ZERO WEEKS LEFT…
Technically my weeks reset every Friday. So on Friday, January 20th, I was 38 weeks.
Thursday of Week 37, I started having back labor. Didn’t really think much of it as it was not terrible. I did end up leaving work early that Thursday. I came home and laid on the couch. The back pain never went away, until the next day. I ended up sleeping pretty good Thursday night into Friday. I woke up with no back pain and no back labor. I went into work feeling refreshed and ready to get things accomplished. All day I felt great. Then, I went home and attempted to do some small things around the house. Just being up and walking around started my back labor again. I decided I was going to get in the shower to help ease the pain. It worked. When I got out of the shower, I went straight to the couch. I felt so useless. I hated that feeling. Scott didn’t care to pick up my slack, I just hated it.

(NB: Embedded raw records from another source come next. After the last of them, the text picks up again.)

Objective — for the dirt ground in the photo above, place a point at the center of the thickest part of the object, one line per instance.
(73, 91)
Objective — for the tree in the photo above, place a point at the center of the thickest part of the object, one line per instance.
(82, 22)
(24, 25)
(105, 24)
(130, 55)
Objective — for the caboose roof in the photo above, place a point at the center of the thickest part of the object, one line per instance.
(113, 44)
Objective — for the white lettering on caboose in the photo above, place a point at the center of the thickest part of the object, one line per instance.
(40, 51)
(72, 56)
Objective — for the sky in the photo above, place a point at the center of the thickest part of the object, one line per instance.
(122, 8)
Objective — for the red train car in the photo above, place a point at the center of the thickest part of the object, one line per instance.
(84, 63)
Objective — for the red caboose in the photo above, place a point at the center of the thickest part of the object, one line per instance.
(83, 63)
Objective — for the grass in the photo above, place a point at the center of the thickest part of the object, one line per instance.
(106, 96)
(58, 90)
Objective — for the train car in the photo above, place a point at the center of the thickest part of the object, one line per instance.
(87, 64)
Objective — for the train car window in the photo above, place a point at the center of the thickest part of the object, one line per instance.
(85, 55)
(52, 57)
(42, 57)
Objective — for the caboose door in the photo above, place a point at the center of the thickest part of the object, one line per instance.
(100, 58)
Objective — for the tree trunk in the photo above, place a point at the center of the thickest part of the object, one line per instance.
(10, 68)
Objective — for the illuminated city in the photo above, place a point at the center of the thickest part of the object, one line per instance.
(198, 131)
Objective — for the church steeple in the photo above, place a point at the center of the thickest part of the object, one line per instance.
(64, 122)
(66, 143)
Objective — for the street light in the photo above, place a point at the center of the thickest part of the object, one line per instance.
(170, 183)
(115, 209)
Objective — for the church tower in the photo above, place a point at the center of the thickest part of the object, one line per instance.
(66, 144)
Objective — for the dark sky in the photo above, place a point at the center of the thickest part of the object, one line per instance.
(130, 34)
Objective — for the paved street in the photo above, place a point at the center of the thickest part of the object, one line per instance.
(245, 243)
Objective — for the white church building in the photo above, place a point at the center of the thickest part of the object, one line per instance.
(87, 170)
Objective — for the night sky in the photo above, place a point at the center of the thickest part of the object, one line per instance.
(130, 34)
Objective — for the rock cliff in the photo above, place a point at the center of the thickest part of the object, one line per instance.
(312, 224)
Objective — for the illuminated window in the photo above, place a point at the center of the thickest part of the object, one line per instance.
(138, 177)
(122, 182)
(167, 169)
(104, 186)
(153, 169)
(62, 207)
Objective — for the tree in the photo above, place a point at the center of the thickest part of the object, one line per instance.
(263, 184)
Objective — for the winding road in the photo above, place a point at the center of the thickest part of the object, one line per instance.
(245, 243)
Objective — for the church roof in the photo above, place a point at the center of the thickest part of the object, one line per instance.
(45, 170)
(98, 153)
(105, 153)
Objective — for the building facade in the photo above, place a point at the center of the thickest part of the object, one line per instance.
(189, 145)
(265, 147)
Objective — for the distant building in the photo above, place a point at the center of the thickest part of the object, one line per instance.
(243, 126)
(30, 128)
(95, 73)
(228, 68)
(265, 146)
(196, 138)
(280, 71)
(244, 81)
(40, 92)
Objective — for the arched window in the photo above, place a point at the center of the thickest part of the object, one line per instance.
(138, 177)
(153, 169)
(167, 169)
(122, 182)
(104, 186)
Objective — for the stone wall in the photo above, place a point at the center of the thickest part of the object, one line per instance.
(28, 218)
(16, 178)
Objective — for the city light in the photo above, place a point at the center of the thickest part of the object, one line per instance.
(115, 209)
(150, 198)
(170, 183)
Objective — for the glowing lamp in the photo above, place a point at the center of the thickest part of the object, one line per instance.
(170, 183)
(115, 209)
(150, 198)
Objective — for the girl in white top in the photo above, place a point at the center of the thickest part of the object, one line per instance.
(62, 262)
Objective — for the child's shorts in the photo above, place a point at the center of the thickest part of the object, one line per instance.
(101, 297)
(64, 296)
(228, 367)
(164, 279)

Saturday, January 21…we had a birthday party to attend. I was feeling good, for being a beached whale. I did somethings around the house that morning and my back labor started again. It wasn’t bad at all, just there. We got ready to go to the party that started at 3pm. The party was for one of my friend’s daughter’s 1st birthday. All of our friends and Raelynn’s friends were going to be there. All three of us were looking forward to it. Scott and I drove separate because all of our husbands were leaving early to go watch a University of Kentucky basketball game at Beef O’Brady’s…aka…the local watering hole. The day itself was beautiful. It was around 70 degrees on January 21st. We took all the kids outside so they could play and run around. It was just such a good day. Right before the guys left, I mentioned to one of my friends that I started having contractions. They weren’t bad and they weren’t consistent. I just hadn’t had them during the day like this before. They maybe started around 5:30 or 6:00 p.m. Sometimes they were 30 minutes apart and sometimes they were 15 minutes apart. I still didn’t really think anything of it.
Raelynn and I left my friends house at 7:00 p.m. When I got home, the contractions were becoming consistent to the point that I could time them. I tried to do somethings around the house since it was just Raelynn and I. I quickly realized this was not going to be possible. 7:45 p.m. is when I started timing my contractions. They were 15 minutes apart and still not very strong, but lasting around 30 seconds. Scott was still at Beef’s and I text him and told him that we may need to consider taking Raelynn to his mom’s house tonight because I was having consistent contractions. I told him he needed to come home. My mind was racing. Was this really it? Was I really going into labor right now? Oh, Raelynn. You were really no longer about to be an only child. I started becoming increasingly emotional. Even as I write this, I’m tearing up. I called Scott’s mom and told her that I needed her. Thankfully, they literally live right down the road. I somehow managed to hold myself together as I dropped her off. But, it was over when I got back in my truck. I lost it. That was the last time I was going to see Raelynn before I had Briar.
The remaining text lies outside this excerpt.